Normally, I would curse anyone who disturbs my slumber, but not today. My sleep went off immediately and I rushed to the window to see the streets. They were exactly how they should have been – hundreds of people, men, women and children from all walks of life shouting hysterically and celebrating. The main road was blocked to traffic, but the motorists who had to drive slowly through the crowd seemed quite happy with their ordeal. Some got out of their cars and joined the crowd, which was growing bigger with every passing second and shouted at the top of their voice – "Bangladesh, Bangladesh..."

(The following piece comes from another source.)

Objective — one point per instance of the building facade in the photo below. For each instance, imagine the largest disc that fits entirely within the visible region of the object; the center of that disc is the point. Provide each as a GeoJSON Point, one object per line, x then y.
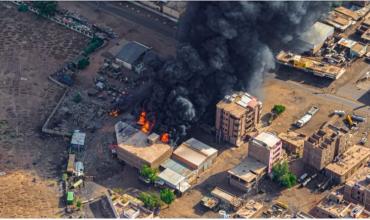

When there is a mob like this, one might expect things to go out of control. Yet that did not happen. There were a lot of women in the crowd and nobody felt insecure because nobody was disturbing them. Everyone was happy and united, and nobody felt like doing others any harm. As tears filled my eyes, I wished that Bangladesh would always be like this.
Bailey Road, Dhaka
Colours in the capital
Now that the ICC world cup 2011 is taking place in Dhaka, like many others I too am witness to a dull city that has changed its outlook. I find the city much more colourful and bright. This has been done courtesy of the world cup by redecorating principal locations with colour, art work, lighting effect and so on. Obviously we, citizens are very pleased to watch this rather than our usual memories of discolored, postered, stained and grimy Dhaka. World Cup has brought hopes that we would no longer have to sheepishly concur Dhaka as the second most inhospitable city in the world. But many have been whispering that this beauty will only stay as long as WC goes on, after that we would return to the old dusty Dhaka. That is so much frustrating to hear. Can't we keep this new Dhaka after the World Cup and not go back to where we started? Can't we keep this megacity shiny for long enough to gain some appreciation from the rest of the world? We want Dhaka to stay as it is now, colourful, joyful and full of hope!
University of Dhaka
Like almost everyone who travels though the Dhaka streets, the unbearable traffic jam bears heavily on my mind. Dhaka, the capital city of Bangladesh is now known as the city of traffic jam. Among the various problems of this city, traffic jam is the most discussed problem which we face every day from the very dawn to late night. One has to spend two and a half hours to reach his flat at Dhanmondi from the airport. The only reason is unbearable traffic jam.
I often see vehicles parked on the roads defying legislation and common sense. One of the main causes of this traffic jam is illegal parking of vehicles on the roads. Most of the shopping malls in Dhaka city have no parking system. As a result the vehicles are parked on roads blocking the movement of vehicles on the roads. Sometimes I see that out of 36 meters wide road about 18 meters are blocked by the illegal parking. The administration seems to keep quite silent to take action against this illegal parking. Even the authority does not enforce the shopping mall authorities to create parking in the malls. Do we know the reason why the authority does not take action against them?